“…Jesus straightened up and asked
her, “Woman, where are they? Has no
one condemned you?” 11 “No one,
sir,” she said. “Then neither do I
condemn you,” Jesus declared. “Go
now and leave your life of sin” (John
John tells us a story of the woman who was “caught” in the act of
adultery. We are not really sure if she was literally caught. Why?
Because some biblical commentators suggest that it was a staged case
or a plot. Some commentators say, this was an innocent woman who
was standing by the roadside and she was taken against her will by the
religious leaders of the day in order to trap Jesus into saying that the Law
of Moses did not matter (Jn. 8:6).

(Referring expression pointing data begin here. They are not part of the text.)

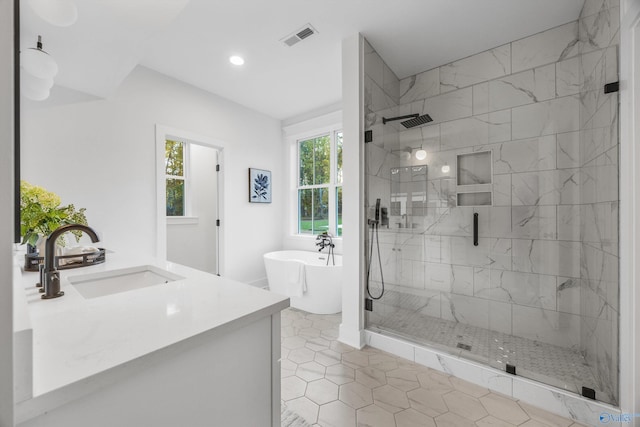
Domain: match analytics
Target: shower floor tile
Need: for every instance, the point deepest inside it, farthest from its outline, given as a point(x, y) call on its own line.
point(557, 366)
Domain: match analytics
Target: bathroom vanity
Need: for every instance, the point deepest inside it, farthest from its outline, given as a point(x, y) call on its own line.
point(198, 350)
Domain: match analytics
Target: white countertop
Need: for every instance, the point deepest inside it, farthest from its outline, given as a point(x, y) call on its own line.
point(75, 339)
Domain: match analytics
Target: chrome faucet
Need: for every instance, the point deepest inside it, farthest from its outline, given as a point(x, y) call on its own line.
point(51, 275)
point(324, 240)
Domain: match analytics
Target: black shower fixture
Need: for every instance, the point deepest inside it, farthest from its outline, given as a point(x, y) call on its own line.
point(393, 119)
point(414, 120)
point(420, 120)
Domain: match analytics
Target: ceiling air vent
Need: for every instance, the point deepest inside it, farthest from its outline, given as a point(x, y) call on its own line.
point(299, 35)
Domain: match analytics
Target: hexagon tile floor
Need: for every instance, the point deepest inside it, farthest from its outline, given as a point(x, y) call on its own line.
point(333, 385)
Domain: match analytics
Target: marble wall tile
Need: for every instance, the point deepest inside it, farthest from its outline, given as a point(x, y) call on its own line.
point(523, 88)
point(418, 278)
point(378, 160)
point(568, 405)
point(391, 83)
point(611, 64)
point(450, 106)
point(548, 326)
point(463, 252)
point(545, 118)
point(544, 48)
point(432, 246)
point(462, 280)
point(552, 257)
point(426, 136)
point(525, 155)
point(413, 248)
point(481, 98)
point(375, 98)
point(445, 249)
point(379, 188)
point(592, 70)
point(438, 277)
point(480, 312)
point(595, 142)
point(499, 222)
point(441, 193)
point(502, 190)
point(568, 77)
point(533, 290)
point(490, 252)
point(465, 132)
point(599, 225)
point(593, 6)
point(569, 222)
point(500, 126)
point(454, 222)
point(536, 188)
point(420, 86)
point(500, 254)
point(599, 184)
point(373, 65)
point(569, 299)
point(536, 222)
point(599, 30)
point(598, 266)
point(568, 151)
point(475, 69)
point(469, 371)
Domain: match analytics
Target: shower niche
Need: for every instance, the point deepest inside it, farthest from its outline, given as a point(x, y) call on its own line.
point(474, 179)
point(408, 197)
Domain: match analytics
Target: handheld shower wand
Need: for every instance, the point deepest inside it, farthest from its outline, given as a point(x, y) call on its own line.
point(375, 224)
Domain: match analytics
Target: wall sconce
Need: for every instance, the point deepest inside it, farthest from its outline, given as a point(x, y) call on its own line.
point(61, 13)
point(37, 62)
point(407, 152)
point(39, 69)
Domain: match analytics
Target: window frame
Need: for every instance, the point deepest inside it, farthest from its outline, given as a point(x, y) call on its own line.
point(186, 177)
point(331, 186)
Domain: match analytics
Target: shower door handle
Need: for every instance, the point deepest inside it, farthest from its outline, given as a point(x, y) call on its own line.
point(475, 229)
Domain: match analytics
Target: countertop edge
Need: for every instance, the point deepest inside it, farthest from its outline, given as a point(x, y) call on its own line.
point(38, 405)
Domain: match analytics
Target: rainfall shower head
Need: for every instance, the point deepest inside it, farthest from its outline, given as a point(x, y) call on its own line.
point(420, 120)
point(414, 120)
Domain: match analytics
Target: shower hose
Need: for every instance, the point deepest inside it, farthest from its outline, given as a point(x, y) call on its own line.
point(374, 232)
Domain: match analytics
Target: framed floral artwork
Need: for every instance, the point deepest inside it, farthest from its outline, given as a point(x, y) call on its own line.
point(259, 186)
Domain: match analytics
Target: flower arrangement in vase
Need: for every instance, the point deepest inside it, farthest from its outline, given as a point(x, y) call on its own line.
point(41, 213)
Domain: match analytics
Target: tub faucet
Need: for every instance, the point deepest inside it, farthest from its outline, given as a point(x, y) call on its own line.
point(325, 240)
point(51, 275)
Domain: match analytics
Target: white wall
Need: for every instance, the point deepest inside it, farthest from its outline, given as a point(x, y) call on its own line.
point(293, 132)
point(193, 243)
point(629, 208)
point(6, 213)
point(352, 326)
point(101, 155)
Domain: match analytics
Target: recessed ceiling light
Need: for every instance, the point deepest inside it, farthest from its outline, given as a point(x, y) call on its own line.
point(236, 60)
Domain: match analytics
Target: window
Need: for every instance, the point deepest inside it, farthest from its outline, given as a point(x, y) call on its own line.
point(175, 173)
point(320, 184)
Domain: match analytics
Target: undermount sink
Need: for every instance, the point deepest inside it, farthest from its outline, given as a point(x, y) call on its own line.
point(116, 281)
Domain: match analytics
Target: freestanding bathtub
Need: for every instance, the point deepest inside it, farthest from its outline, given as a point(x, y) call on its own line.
point(323, 282)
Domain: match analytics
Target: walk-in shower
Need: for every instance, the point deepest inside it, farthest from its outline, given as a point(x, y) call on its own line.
point(502, 244)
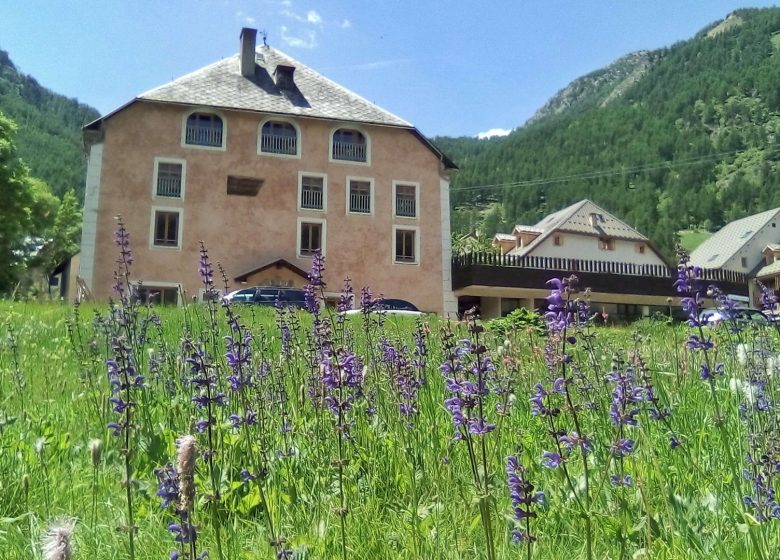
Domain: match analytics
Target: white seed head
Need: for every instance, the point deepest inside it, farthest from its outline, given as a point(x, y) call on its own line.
point(185, 467)
point(95, 451)
point(57, 543)
point(40, 445)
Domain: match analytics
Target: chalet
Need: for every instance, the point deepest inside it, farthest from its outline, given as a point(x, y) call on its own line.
point(266, 161)
point(748, 246)
point(625, 274)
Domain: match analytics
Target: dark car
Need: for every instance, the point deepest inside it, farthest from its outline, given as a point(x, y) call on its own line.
point(269, 295)
point(391, 306)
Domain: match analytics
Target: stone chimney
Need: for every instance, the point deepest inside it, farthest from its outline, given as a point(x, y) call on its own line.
point(248, 38)
point(283, 75)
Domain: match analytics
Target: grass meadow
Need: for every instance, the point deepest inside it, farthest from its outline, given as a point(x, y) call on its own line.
point(316, 436)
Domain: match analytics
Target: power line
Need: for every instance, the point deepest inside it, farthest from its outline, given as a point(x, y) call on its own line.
point(607, 173)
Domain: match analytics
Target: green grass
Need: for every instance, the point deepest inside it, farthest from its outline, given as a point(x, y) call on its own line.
point(690, 239)
point(409, 492)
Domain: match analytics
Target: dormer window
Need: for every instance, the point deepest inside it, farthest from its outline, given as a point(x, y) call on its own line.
point(278, 137)
point(349, 145)
point(204, 129)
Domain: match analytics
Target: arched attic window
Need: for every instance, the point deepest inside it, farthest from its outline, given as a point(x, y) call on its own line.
point(278, 137)
point(349, 145)
point(204, 129)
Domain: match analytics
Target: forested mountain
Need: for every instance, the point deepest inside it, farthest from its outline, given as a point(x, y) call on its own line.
point(49, 125)
point(683, 135)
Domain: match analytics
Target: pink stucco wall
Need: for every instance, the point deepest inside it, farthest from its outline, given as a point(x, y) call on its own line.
point(244, 232)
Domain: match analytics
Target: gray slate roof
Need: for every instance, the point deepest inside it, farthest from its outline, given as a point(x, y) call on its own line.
point(772, 269)
point(576, 219)
point(221, 85)
point(717, 250)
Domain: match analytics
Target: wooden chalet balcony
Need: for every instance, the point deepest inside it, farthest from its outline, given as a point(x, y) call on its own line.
point(532, 272)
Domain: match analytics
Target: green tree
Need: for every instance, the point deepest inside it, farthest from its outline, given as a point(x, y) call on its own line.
point(63, 238)
point(27, 211)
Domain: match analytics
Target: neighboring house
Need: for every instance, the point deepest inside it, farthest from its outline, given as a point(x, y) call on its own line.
point(583, 231)
point(769, 273)
point(739, 244)
point(747, 246)
point(266, 161)
point(626, 275)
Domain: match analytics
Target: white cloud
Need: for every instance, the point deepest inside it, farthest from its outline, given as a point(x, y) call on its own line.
point(245, 19)
point(493, 132)
point(307, 41)
point(376, 65)
point(313, 17)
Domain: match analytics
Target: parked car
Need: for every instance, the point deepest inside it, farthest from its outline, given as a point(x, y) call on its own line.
point(741, 316)
point(268, 295)
point(391, 306)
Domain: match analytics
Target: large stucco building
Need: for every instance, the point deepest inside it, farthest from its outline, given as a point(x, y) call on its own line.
point(266, 161)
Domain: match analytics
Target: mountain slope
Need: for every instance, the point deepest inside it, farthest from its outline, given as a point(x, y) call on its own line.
point(49, 128)
point(686, 135)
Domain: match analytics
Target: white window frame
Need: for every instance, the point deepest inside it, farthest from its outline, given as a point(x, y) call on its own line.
point(349, 126)
point(324, 177)
point(152, 284)
point(416, 230)
point(207, 111)
point(157, 162)
point(153, 224)
point(416, 186)
point(298, 139)
point(323, 235)
point(348, 189)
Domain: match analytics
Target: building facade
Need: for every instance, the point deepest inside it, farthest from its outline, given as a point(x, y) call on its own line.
point(626, 276)
point(266, 161)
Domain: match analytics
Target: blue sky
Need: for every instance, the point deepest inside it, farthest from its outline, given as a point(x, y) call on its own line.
point(453, 68)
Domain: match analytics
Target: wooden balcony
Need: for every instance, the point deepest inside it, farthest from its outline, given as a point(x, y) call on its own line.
point(491, 270)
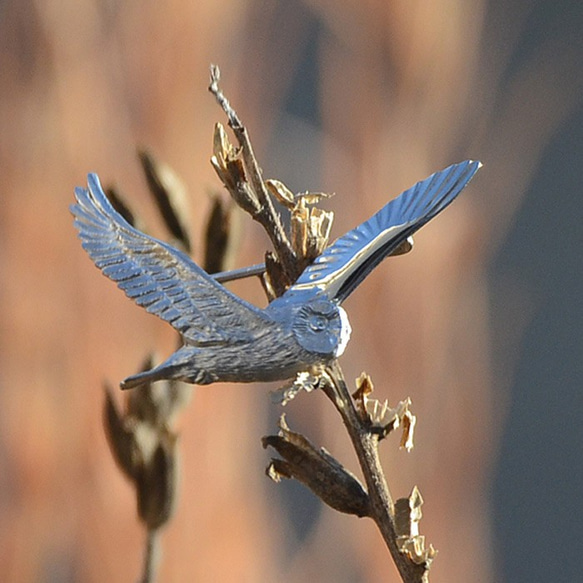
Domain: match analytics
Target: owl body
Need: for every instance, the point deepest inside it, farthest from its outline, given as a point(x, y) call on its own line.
point(291, 340)
point(226, 338)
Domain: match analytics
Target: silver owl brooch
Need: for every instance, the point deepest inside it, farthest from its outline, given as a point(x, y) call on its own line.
point(226, 338)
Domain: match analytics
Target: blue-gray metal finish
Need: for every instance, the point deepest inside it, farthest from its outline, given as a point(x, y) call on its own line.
point(226, 338)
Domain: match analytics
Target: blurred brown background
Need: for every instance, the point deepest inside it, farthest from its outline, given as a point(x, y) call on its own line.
point(480, 325)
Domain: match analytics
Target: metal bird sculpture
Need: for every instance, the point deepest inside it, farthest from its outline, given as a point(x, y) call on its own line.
point(226, 338)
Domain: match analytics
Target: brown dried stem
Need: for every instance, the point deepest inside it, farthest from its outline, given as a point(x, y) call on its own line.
point(366, 446)
point(151, 556)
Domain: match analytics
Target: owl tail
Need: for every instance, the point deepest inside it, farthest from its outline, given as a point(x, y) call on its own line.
point(179, 366)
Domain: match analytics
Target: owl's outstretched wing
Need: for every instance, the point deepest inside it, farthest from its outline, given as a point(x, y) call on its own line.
point(344, 264)
point(158, 277)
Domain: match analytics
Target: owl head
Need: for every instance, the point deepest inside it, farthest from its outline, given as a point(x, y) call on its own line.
point(322, 326)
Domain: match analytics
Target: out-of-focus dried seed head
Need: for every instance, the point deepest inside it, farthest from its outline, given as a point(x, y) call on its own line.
point(144, 447)
point(120, 433)
point(156, 484)
point(171, 197)
point(317, 470)
point(407, 516)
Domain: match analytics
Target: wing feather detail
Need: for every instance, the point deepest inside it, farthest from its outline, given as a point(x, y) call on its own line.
point(160, 278)
point(343, 265)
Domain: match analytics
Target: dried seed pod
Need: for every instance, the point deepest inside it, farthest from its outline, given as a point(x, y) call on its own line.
point(316, 469)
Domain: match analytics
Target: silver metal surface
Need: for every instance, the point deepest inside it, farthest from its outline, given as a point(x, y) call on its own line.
point(226, 338)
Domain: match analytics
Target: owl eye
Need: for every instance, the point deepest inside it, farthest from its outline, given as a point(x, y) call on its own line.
point(318, 323)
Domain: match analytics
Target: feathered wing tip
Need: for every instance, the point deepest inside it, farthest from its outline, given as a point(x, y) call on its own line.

Others argue that she was an actual
prostitute. Again, the religious leaders saw this situation as a “win-win”
opportunity for them. If Jesus did not defend her, then they could stone
the prostitute. And if Jesus defended her, then they could stone Jesus.
Remember, in Jn. 5:1-18, the religious leaders were looking for ways to
discredit and kill Jesus. And they found a way in this woman.
As we read this story, we start to understand that it could be possible: it
was a plot. How so? Here is one red flag: “Where was the man who was
involved in the act with this woman?” Did he escape? Could he be hiding
in the crowd of the accusers? Why was he not also arrested? For
according to the Law of Moses, both the man and the woman were to be
stoned to death. In fact, Deut. 22:22 says, “If a man is found sleeping
with another man’s wife, both the man who slept with her and the woman
must die. You must purge the evil from Israel”. The Bible is completely
silent on the fate of the man (Lev. 20:10).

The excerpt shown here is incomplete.